Но на пятый день Павел поднялся и сошел в гостиную, а на шестой градский сержант, состоящий при частном приставе для выполнения поручений, привез официальное письмо, в котором подполковник Сунцов просил прибыть в Лефортовский частный дом для опознания вещей, изъятых у одного из членов пойманной накануне шайки беглых крепостных, промышлявших разбоями. Павел предложил матери не ехать, но она воспротивилась:
– Поеду. Как тебя одного отпускать? Ты еле на ногах держишься. Да и дело важное, тут осмотрительность нужна, никакой ошибки быть не должно. Хочу сама убедиться.
Велели закладывать экипаж. В дороге Павлу снова стало хуже, хотя с утра казалось, что он пошел на поправку. В частном доме им предъявили перстень и часы с монограммой, и княгиня и князь Гнедичи уверенно подтвердили, что сии предметы принадлежали их сыну и брату. Впрочем, уверенность демонстрировала только княгиня, молодой князь испытывал сильнейшую слабость и дурноту, перед глазами у него все плыло и двоилось. Сидящий в сторонке за отдельным столом письмоводитель записывал всю процедуру в протокол.

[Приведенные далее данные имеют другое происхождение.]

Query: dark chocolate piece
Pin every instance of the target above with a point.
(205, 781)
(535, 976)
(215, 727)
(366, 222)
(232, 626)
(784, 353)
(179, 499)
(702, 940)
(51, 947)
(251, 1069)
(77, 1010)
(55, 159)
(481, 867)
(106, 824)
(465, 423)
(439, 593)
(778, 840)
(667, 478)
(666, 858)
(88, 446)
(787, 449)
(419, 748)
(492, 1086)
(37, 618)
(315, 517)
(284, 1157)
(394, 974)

– Могу я увидеть этого разбойника? – спросила Аполлинария Феоктистовна.
– Разумеется, ваше сиятельство, – кивнул подполковник. – Сейчас велю привести.
Вызвав звонком сержанта, Сунцов приказал доставить арестованного в специальную комнату с выходящим в коридор окошком, через которое можно было рассмотреть преступника.
– Что же, много людей ограбили эти душегубы? – поинтересовалась княгиня.
– Изрядно, ваше сиятельство. С месяц примерно промышляли. Вот, Господь сподобил, сыскали их наконец.
– И они во всем сознались?
– Не во всем, – тонко улыбнулся пристав. – Но к чему нам их сознание, когда есть неопровержимые доказательства? На пожизненную каторгу все пойдут.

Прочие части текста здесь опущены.